The Arizona Republic

Joe Arpaio just cost us $7M more

- Laurie Roberts Columnist Arizona Republic USA TODAY NETWORK Reach Roberts at laurie.roberts@ arizonarep­ublic.com.

The Joe Arpaio era may be over, but Arizona taxpayers are still paying for it.

On Wednesday, the Maricopa County Board of Supervisor­s agreed to pay $7 million to settle yet another federal lawsuit from Arpaio’s days as sheriff.

This one was by the family of a mentally ill man who was arrested for a misdemeano­r and wound up dead, having been beaten and shocked with a Taser while being booked into one of Arpaio’s jails.

In all, Maricopa County taxpayers have shelled out at least $33 million as a result of abuses in Arpaio’s jails. That doesn’t count the $70 million we have thus far paid as a result of his racial profiling of Latino drivers and subsequent refusal to obey a judge’s order to cut it out.

And now, $7 million more.

“I pray that this settlement is the end of such an utterly ugly Arpaio era,” said Michael Manning, the family’s attorney, who has handled a number of cases stemming from abuses in Arpaio’s jails.

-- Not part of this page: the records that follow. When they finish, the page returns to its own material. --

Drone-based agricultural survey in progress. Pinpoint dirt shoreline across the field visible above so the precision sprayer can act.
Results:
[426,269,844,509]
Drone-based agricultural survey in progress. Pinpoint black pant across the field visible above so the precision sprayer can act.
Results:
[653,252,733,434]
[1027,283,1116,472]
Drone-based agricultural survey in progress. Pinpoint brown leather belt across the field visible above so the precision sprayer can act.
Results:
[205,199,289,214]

Ernest “Marty” Atencio, 44, was arrested by Phoenix police in December 2011 after yelling at a woman and kicking the door of her apartment. The charge: misdemeano­r assault.

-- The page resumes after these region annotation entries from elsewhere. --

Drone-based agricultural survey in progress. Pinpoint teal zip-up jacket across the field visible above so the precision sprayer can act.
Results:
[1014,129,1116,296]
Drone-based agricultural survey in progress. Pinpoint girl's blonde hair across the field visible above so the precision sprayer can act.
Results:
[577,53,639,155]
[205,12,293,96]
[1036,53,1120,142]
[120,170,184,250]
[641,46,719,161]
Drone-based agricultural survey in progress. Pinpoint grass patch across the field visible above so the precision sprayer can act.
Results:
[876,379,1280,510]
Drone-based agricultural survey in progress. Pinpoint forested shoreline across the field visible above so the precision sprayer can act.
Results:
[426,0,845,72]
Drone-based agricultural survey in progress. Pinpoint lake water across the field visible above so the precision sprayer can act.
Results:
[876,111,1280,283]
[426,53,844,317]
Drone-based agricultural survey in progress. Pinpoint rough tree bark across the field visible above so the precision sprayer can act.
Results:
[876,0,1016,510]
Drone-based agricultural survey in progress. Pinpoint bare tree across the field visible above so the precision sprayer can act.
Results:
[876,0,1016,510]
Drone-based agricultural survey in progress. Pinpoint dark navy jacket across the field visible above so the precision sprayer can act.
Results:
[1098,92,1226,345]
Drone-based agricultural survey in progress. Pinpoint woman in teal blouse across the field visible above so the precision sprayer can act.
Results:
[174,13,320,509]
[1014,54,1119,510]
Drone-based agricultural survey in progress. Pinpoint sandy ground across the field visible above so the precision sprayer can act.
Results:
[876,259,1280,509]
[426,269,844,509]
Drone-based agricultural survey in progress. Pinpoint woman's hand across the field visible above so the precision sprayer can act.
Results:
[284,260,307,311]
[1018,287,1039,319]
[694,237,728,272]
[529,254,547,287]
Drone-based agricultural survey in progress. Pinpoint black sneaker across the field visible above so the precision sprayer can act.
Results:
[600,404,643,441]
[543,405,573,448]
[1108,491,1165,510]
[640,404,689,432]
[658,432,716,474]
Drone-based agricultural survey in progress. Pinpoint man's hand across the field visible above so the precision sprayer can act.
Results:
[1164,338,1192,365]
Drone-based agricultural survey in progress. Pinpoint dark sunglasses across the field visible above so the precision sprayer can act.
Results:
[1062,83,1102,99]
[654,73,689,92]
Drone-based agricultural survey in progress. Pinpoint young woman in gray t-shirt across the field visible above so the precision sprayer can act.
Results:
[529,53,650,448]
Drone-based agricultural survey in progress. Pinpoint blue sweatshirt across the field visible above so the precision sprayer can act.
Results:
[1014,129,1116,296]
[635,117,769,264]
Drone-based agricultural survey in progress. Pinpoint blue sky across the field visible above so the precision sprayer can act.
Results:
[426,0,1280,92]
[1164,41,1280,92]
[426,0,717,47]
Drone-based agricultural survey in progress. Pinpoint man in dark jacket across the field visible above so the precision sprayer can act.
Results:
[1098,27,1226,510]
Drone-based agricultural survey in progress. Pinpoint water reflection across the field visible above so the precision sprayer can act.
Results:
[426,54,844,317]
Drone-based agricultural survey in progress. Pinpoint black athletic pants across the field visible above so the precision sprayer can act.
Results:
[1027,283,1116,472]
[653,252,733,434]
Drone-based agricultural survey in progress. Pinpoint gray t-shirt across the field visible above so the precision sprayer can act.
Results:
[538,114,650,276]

Atencio died after a fight with Phoenix officers and sheriff ’s detention officers as he was being booked into the Fourth Avenue Jail.

Sheriff ’s officials have said he was combative.

Atencio’s family, in a $20 million federal lawsuit against the two agencies, says a Phoenix police officer attacked Atencio at the jail after he refused to take off one of his shoes, and that Arpaio’s detention officers then jumped in a “dog pile” on top of him.

A sheriff ’s official then shot Atencio near the heart with a Taser, the suit says. Atencio died five days later.

The family, in its lawsuit, says jail health-care workers failed to recognize Atencio’s signs of mental illness, denying him the treatment he needed and sending him through the booking process, where officers taunted him for not being able to follow directions.

Earlier in the day, Atencio had been seen talking to a jar of peanut butter and offering it his jacket so it wouldn’t be cold.

“Prior to Dec. 15, 2011, both Maricopa County and Sheriff Arpaio were aware of a long history of deliberate indifferen­ce to the provision of medical care to those in the county’s jails and ‘long-overdue, constituti­onally required correction­s that needed to be made as quickly as possible,’ ” the lawsuit said, citing a 2010 federal court ruling that found standards in the jails continued to fall short of requiremen­ts.

This $7 million payout will settle the claim against the county. Still to be resolved: Phoenix’s role in Atencio’s death.

Meanwhile, Arpaio continues to raise money for his run for U.S. Senate.